With more than four billion tons annually, cement is the most widely used material in the construction industry. But manufacturing and processing are responsible for six to eight percent of global greenhouse gas emissions, especially carbon dioxide. To reduce this climate impact, new cement variants and production processes are currently being tested in order to be able to reduce emissions by a quarter. But engineers at the Technical University of Braunschweig are pursuing a different strategy with a clever 3D printing method: They want to manufacture filigree and at the same time stable concrete structures in order to save 50 to 70 percent of the building material compared to solid concrete elements.
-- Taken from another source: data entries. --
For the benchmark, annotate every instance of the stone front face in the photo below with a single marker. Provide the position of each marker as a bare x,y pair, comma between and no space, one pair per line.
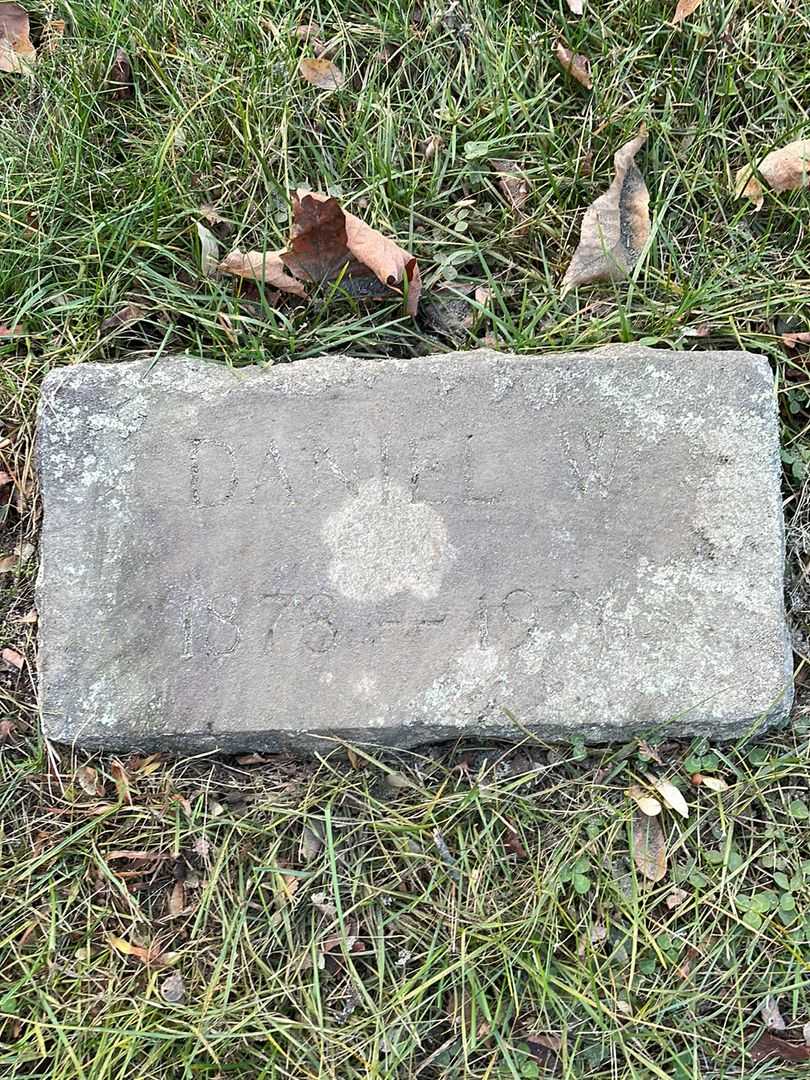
405,551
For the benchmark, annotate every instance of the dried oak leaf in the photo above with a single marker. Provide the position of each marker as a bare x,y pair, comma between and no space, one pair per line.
684,10
783,170
16,52
327,243
577,65
512,181
771,1045
119,83
616,226
649,847
321,72
265,267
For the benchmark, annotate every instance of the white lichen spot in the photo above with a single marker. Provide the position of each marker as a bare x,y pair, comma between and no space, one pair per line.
365,685
382,544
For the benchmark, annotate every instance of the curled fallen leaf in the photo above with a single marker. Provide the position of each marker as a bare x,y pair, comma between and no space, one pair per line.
327,243
16,52
783,170
90,781
172,988
119,83
430,147
208,251
150,955
649,847
265,267
675,898
616,226
794,340
121,780
513,183
771,1045
713,783
13,658
577,65
671,796
53,32
321,72
126,315
683,10
647,804
176,902
771,1016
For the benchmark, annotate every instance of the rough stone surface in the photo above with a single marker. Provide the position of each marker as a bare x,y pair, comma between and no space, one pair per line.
403,551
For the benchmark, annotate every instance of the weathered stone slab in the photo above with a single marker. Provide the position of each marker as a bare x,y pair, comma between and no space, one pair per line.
402,551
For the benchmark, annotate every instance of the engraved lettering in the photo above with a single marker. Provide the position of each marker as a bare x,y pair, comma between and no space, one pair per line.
213,467
272,466
350,483
594,464
210,628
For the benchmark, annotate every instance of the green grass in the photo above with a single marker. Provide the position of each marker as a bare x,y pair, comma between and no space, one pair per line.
418,940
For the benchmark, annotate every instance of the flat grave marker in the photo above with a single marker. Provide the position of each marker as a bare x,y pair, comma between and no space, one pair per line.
403,551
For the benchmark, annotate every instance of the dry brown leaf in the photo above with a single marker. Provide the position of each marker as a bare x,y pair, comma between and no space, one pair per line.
321,72
136,855
675,898
53,32
149,956
265,267
208,251
13,658
649,847
512,181
16,52
577,65
647,804
311,841
671,795
327,243
684,10
172,988
122,781
252,759
430,147
119,84
89,780
771,1045
176,902
794,340
124,316
306,32
783,170
713,783
616,226
771,1016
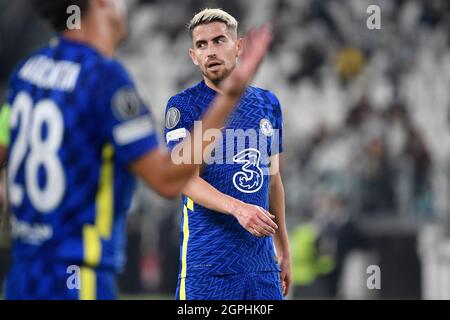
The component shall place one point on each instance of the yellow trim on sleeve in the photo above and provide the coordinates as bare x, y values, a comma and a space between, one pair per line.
88, 284
184, 253
4, 125
105, 194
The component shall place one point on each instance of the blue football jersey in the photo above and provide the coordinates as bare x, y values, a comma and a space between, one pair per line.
76, 123
213, 243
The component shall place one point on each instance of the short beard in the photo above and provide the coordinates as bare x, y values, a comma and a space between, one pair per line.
218, 80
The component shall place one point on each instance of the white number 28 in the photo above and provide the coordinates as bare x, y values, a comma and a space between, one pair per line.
35, 151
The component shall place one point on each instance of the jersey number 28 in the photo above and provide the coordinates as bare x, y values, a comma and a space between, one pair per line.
33, 150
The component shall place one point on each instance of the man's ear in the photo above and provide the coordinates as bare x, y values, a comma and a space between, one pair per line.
193, 57
240, 46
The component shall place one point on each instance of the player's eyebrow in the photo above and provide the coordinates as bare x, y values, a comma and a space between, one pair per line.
200, 41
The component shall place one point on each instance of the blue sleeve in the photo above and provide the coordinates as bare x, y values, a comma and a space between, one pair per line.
277, 139
179, 120
124, 119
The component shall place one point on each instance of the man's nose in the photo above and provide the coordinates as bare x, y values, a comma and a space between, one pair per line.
211, 52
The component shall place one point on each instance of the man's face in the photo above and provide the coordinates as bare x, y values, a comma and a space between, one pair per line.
215, 50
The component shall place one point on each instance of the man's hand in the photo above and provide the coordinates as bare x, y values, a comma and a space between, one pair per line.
256, 46
254, 219
285, 274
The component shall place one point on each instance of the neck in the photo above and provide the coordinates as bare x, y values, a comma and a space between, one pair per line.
213, 85
98, 36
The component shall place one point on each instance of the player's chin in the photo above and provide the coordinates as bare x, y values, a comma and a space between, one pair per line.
215, 76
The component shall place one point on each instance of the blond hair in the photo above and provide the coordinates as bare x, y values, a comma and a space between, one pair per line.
213, 15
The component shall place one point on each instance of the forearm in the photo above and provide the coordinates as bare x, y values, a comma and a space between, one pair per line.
204, 194
277, 208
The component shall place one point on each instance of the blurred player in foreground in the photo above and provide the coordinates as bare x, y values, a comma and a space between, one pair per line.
76, 132
225, 253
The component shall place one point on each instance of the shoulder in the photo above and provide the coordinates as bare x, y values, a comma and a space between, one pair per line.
184, 100
267, 95
112, 71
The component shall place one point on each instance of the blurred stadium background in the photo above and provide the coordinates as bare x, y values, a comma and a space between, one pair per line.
366, 133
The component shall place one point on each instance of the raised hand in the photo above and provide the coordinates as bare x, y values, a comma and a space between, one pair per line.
256, 46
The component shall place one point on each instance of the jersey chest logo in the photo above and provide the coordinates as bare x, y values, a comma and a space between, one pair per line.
250, 179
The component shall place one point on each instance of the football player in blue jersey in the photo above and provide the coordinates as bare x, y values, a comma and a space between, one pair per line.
74, 131
224, 253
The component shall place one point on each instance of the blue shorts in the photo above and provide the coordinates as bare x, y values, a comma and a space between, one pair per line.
248, 286
44, 280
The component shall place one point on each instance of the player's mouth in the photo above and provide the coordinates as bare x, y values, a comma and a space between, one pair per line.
214, 65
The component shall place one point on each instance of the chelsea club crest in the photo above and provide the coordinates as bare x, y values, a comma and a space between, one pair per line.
266, 127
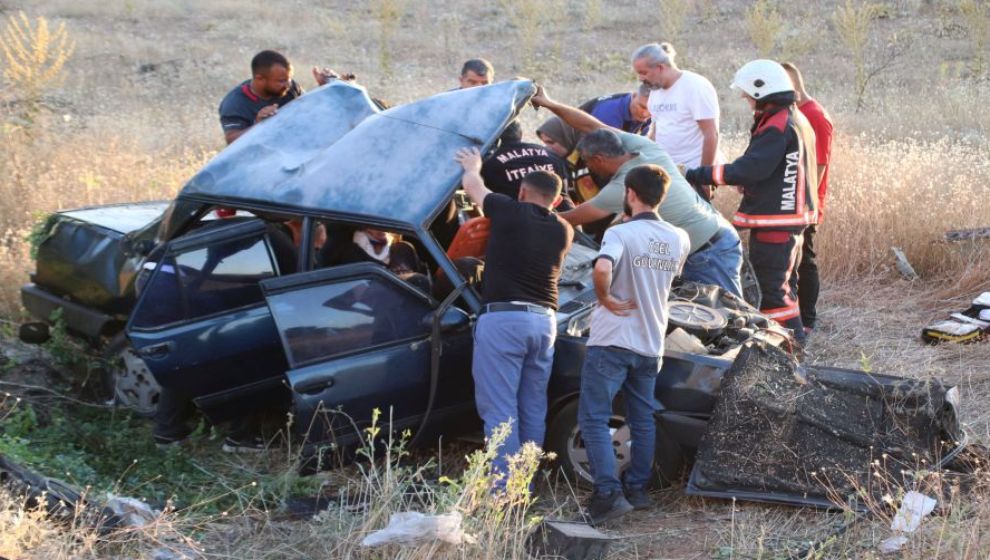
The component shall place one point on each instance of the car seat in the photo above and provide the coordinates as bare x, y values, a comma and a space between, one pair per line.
471, 239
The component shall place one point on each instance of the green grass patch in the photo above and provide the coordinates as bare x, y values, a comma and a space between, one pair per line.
110, 450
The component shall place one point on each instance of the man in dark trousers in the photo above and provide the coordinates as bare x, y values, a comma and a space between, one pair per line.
257, 99
503, 172
778, 177
635, 267
516, 330
821, 123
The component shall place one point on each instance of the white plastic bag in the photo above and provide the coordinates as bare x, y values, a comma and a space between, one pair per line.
131, 511
914, 507
410, 527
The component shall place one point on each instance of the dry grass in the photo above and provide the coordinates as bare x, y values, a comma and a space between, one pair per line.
136, 116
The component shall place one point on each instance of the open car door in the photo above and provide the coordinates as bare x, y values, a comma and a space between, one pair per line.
358, 339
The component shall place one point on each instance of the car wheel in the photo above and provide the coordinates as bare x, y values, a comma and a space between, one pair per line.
564, 439
128, 380
702, 321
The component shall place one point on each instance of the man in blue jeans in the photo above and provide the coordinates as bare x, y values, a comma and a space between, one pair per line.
636, 265
517, 327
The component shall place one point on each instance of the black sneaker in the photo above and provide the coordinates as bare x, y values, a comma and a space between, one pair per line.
248, 445
638, 498
604, 507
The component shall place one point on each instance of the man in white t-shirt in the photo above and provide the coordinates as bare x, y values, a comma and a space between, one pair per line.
683, 105
636, 265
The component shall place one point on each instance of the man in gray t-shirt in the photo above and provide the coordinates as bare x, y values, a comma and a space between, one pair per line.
716, 253
636, 266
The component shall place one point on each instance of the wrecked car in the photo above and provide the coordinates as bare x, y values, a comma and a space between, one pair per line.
245, 310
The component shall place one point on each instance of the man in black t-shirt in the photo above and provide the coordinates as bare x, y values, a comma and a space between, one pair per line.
627, 112
504, 170
516, 331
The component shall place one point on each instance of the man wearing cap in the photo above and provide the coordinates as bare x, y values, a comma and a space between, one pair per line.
716, 255
516, 330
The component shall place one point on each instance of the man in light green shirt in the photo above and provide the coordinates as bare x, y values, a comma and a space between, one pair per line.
716, 253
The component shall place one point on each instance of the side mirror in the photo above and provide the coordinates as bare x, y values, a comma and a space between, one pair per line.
452, 319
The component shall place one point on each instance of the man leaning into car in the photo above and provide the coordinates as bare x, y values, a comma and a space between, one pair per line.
516, 330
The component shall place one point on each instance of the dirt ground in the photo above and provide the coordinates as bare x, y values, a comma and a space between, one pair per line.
683, 527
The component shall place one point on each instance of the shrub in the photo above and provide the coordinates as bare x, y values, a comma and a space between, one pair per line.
34, 56
976, 19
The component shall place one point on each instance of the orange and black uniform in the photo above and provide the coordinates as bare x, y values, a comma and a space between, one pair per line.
778, 178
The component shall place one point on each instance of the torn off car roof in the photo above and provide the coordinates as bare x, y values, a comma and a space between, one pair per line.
395, 166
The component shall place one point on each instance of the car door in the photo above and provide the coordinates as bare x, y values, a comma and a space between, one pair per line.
201, 324
358, 339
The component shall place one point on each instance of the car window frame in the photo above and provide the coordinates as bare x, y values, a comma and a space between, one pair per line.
200, 240
341, 273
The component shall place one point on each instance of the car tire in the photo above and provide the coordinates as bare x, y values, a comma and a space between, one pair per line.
704, 322
564, 440
127, 380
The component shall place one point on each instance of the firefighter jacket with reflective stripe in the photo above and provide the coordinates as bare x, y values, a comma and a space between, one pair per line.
778, 174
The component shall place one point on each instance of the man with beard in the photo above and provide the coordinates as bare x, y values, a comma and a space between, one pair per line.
476, 72
716, 255
505, 169
257, 99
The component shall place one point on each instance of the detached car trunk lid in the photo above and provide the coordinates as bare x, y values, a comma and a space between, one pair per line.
81, 255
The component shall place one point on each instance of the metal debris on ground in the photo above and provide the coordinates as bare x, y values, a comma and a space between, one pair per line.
130, 511
568, 540
970, 325
819, 437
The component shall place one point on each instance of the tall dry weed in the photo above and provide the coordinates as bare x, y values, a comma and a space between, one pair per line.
976, 19
533, 23
34, 56
388, 14
673, 17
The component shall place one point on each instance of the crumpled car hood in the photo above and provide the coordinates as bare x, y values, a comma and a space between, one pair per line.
395, 166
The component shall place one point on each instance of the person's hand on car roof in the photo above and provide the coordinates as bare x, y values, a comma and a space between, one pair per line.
540, 99
265, 112
470, 159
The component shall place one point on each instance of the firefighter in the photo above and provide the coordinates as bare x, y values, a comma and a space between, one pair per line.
778, 178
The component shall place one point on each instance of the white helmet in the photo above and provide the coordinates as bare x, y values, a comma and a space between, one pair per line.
760, 78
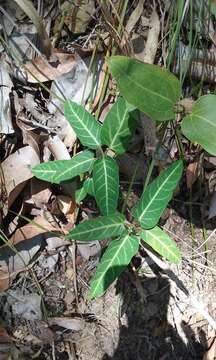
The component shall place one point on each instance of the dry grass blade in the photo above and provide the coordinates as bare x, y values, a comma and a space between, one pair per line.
28, 8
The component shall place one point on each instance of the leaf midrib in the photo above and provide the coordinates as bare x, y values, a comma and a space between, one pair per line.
156, 193
162, 244
119, 129
122, 240
73, 167
102, 227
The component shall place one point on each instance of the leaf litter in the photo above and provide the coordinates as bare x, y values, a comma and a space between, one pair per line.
44, 280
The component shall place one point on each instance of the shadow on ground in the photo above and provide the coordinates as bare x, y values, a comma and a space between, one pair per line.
145, 333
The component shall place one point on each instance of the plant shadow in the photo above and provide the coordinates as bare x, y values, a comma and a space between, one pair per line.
145, 333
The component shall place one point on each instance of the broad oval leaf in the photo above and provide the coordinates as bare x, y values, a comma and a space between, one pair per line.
80, 194
84, 124
156, 196
151, 89
98, 229
64, 170
106, 184
162, 244
119, 126
200, 125
89, 186
115, 259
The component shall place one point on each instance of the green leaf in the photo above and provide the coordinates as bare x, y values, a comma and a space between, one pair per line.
200, 125
80, 194
84, 124
162, 244
157, 195
115, 259
213, 7
106, 184
98, 229
63, 170
151, 89
119, 126
89, 186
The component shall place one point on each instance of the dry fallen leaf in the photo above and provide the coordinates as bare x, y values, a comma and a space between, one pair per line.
6, 126
75, 324
5, 343
27, 242
40, 70
17, 170
212, 207
211, 352
191, 174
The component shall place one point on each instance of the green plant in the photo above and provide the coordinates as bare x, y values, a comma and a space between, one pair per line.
156, 92
101, 180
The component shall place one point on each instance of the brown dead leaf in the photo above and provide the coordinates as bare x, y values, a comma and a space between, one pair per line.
75, 324
21, 249
134, 160
5, 343
211, 352
191, 174
17, 170
41, 70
“In concrete construction in particular, it is common for the walls to be solidly concreted. However, we want to achieve a light, detached construction method that is more familiar from wood or steel,” says Dirk Lowke from the Braunschweig Institute for Building Materials, Solid Construction and Fire Protection. To do this, he and his colleagues developed a method for creating finely structured, three-dimensional structures from concrete – a mixture of cement and stone additives of various grain sizes. With this 3D injection printing process liquid concrete is injected into a special carrier liquid, such as a transparent gel. This carrier liquid holds the concrete in the desired positions until it has hardened. If the – potentially recyclable – carrier medium is removed from it, a lattice-like, filigree concrete structure remains.
Airy structures made of concrete
“The concrete components are suitable, for example, for bridges or roof structures,” says Lowke. These could be manufactured centrally in a factory and later assembled on site. This also opens up new design possibilities for architects and civil engineers to design filigree buildings with less material and high stability.
The Swiss civil engineer Robert Maillart and the Italian civil engineer Pier Luigi Nervi developed the first examples of such airy structures that were too expensive for large-scale use. Lowke, on the other hand, is convinced that pressure injection processes could greatly reduce costs.
In parallel to pure concrete structures, work is also being carried out on combining them with stabilizing steel structures or long strands of carbon fibers. Not only would concrete come out of the nozzle of a 3D printer, but also a wire rope or a fiber to further increase stability. However, this technology is not yet ready for use. However, the Braunschweig engineers anticipate that their patented process could be available for large-scale applications in a good ten years.